Powell believes that SentinelOne has several long-term growth opportunities ahead and is expected to grow significantly and consistently over the next five or more years.

“We believe S’s key target market for enterprise endpoint security is unique in that it is witnessing simultaneous rising demand trends and a shift away from legacy solutions,” said Powell.

The analyst is also optimistic about SentinelOne’s strategic expansion into adjacent markets, which will help expand the overall addressable market.

Citizens Financial Group

The banking sector has taken the spotlight as the Federal Reserve hikes interest rates. In this environment, the commercial banking service provider Citizens Financial Group (CFG) is benefiting from higher interest rates in the form of rising net interest income, despite declining fee income (due to geopolitical tensions) and a possible slowdown in credit demand.

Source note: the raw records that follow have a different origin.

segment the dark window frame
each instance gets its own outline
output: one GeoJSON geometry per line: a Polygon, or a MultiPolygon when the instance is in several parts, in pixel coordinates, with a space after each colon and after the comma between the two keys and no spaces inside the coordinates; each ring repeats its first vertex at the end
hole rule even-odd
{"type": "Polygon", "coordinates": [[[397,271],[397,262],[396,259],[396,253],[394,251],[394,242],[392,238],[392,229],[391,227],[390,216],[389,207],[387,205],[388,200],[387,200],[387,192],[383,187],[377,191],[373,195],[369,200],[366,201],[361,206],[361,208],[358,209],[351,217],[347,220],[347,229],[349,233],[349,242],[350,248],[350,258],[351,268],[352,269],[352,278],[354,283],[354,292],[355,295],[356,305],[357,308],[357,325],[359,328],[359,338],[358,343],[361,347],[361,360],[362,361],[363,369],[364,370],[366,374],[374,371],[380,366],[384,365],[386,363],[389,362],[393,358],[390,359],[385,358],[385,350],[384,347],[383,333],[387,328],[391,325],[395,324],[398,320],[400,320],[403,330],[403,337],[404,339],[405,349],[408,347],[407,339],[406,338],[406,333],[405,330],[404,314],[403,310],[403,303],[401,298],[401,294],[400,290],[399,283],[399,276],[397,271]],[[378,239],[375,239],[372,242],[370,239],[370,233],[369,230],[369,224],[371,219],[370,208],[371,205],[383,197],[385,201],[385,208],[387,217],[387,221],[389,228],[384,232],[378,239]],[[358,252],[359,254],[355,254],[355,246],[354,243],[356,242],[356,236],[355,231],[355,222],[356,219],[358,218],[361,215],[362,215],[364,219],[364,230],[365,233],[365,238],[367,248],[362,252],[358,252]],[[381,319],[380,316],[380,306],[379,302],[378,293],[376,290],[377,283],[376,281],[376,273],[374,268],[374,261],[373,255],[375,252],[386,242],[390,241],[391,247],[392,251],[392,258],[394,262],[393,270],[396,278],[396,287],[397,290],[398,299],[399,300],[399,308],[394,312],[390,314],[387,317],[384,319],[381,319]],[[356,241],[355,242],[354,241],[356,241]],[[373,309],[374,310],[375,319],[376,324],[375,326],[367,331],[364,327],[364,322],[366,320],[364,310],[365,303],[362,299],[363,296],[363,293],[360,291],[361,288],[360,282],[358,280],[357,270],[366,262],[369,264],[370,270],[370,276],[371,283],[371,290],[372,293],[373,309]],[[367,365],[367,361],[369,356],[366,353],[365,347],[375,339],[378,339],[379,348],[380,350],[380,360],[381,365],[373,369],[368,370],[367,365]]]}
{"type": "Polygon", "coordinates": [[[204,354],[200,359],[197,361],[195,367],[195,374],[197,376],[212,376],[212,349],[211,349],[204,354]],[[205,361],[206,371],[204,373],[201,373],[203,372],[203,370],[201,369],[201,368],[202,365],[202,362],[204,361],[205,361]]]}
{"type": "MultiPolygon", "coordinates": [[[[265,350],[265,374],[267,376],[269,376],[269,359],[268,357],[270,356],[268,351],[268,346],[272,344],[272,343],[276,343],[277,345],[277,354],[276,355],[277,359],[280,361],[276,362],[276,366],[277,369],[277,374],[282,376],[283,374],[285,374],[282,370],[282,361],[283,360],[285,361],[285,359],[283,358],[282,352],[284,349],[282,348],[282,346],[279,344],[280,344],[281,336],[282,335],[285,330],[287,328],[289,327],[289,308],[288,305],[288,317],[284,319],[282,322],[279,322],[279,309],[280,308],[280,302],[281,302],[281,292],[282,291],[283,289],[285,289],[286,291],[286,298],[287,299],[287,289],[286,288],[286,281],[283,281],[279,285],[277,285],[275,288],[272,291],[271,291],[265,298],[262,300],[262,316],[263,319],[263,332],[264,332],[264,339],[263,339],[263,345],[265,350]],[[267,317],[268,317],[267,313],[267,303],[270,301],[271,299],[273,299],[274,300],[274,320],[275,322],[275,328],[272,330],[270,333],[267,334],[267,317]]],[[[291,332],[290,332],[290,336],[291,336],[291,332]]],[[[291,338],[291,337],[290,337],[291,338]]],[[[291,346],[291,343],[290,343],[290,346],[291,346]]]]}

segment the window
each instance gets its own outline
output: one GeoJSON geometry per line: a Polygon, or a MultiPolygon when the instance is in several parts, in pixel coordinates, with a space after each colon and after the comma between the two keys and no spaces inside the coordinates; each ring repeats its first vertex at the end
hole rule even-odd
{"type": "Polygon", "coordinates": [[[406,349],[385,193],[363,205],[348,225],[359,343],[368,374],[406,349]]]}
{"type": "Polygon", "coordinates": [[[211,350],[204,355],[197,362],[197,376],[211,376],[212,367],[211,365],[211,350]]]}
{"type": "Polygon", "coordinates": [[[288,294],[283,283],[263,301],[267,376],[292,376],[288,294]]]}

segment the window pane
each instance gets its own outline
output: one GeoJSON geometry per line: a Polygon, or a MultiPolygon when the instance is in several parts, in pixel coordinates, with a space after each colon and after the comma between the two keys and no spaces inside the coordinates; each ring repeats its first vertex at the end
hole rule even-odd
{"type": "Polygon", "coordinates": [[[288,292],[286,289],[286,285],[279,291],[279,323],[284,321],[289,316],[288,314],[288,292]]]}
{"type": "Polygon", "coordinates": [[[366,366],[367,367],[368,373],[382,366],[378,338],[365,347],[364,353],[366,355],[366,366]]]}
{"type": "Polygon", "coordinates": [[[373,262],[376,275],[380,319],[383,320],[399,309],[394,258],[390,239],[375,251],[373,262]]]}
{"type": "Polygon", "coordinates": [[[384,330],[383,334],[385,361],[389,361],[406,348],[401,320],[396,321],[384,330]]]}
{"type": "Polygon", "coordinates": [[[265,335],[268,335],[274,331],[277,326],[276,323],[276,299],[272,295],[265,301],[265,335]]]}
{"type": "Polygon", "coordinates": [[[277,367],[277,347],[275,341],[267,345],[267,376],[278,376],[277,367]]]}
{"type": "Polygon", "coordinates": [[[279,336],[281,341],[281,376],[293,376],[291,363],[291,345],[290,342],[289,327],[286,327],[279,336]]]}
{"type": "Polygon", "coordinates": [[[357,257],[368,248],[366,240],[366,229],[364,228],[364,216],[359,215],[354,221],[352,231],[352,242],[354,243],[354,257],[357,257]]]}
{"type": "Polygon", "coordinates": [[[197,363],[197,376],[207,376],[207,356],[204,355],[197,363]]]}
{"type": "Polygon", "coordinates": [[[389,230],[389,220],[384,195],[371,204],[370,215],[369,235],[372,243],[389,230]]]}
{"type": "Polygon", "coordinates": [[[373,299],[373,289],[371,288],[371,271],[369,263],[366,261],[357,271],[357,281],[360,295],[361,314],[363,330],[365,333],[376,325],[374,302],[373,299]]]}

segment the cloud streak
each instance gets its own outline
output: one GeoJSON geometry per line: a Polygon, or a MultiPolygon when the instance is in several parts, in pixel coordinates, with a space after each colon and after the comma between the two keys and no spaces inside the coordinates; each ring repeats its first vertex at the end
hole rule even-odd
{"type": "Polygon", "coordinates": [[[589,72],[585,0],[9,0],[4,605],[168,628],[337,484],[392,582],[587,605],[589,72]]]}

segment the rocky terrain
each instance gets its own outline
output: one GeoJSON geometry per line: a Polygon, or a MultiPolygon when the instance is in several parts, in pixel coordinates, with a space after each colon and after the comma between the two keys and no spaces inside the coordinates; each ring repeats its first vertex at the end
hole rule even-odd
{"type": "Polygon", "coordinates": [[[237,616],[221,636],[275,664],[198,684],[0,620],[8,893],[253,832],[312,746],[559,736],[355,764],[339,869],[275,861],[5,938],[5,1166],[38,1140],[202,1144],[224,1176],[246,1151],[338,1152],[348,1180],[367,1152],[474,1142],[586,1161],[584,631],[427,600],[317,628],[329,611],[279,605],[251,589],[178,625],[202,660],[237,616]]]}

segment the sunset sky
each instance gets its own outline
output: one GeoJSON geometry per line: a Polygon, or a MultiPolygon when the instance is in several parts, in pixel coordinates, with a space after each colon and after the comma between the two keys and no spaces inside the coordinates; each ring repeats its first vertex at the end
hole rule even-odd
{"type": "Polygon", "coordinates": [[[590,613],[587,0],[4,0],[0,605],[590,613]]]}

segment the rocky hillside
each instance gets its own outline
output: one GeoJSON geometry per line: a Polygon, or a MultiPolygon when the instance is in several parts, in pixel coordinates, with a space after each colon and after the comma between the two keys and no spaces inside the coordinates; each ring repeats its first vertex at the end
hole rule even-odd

Ahead of the release of the company’s second quarter results on July 19, RBC Capital Markets analyst Gerard Cassidy commented on the company’s developments and fundamentals and reiterated his buy recommendation.

However, factoring in near-term headwinds — including Citizens’ mortgage-sensitive and capital markets businesses — the analyst has lowered its price target to $55 from $58. (See Citizens Financial Insider Trading Activity on TipRanks)

Nonetheless, Cassidy found that core deposits from citizens had increased during previous monetary policy update cycles. Also, these deposits appear to be stickier than expected during such cycles. In addition, deposit costs are expected to remain low for longer, leading to above-average profitability in the early stages of this year’s monetary tightening cycle.

Additionally, despite investor concerns about how an economic downturn could affect Citizens’ credit quality, Cassidy remains optimistic that current credit quality strength will continue. “We recognize that CFG and the industry have been ‘outperforming’ on credit and the second half of 2022 may be showing signs of a normalization in credit trends which we believe will be manageable for the company ‘ said the analyst.

Cassidy currently holds the #28 position among nearly 8,000 Wall Street analysts tracked on TipRanks. He was successful with his reviews 66% of the time, and each of his reviews returned an average of 22.2%.